I walked in the casket showroom on the first floor of my house and looked around at all the coffins, thinking about how comfortable they looked and what it would feel like to be stuck in one of them forever. They slightly resembled baby cradles, and I thought it was logical our first bed and our last were somewhat similar.

So I got my wooden stool from the kitchen, the one I used to help my mom cut vegetables, and climbed up the display to lay in one of the caskets. I made myself comfortable, rolling around and using the head-pillow that was there, and I realized I was pretty warm and cozy, so I fell asleep.

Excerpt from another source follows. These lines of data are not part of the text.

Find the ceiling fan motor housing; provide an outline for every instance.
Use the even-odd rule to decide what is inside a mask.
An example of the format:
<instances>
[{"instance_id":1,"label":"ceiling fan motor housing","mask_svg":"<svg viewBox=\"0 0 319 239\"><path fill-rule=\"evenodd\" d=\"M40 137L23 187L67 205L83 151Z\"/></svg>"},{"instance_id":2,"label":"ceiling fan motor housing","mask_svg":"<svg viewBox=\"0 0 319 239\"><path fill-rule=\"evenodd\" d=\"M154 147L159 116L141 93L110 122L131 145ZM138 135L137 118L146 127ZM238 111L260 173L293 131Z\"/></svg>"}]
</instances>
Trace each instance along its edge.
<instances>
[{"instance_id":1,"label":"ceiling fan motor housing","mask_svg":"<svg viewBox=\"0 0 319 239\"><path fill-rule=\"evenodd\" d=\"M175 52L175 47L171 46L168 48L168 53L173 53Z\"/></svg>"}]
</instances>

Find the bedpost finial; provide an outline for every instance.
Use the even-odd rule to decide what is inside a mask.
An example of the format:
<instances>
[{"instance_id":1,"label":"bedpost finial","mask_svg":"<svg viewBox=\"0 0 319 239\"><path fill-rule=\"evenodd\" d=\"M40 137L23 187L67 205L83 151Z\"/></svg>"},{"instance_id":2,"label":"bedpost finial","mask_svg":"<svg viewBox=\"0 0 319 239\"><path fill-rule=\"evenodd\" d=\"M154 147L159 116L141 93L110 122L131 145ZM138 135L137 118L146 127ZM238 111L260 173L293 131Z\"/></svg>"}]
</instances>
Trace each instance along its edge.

Thirty minutes later, my mom found me there.

Useless to explain she didn't like the prank at all. She screamed bloody murder, I cried, my dad yelled, it wasn't pretty.

That was the beginning of the end.

A year later, my mom left.

She divorced my dad, saying she had enough of all that death stuff, that she felt like she was dying in there, that she was too young to waste her life in a funeral home. She tried to bring me with her, saying a little girl shouldn't be away from her mother, but in the end, a judge was the one to decide.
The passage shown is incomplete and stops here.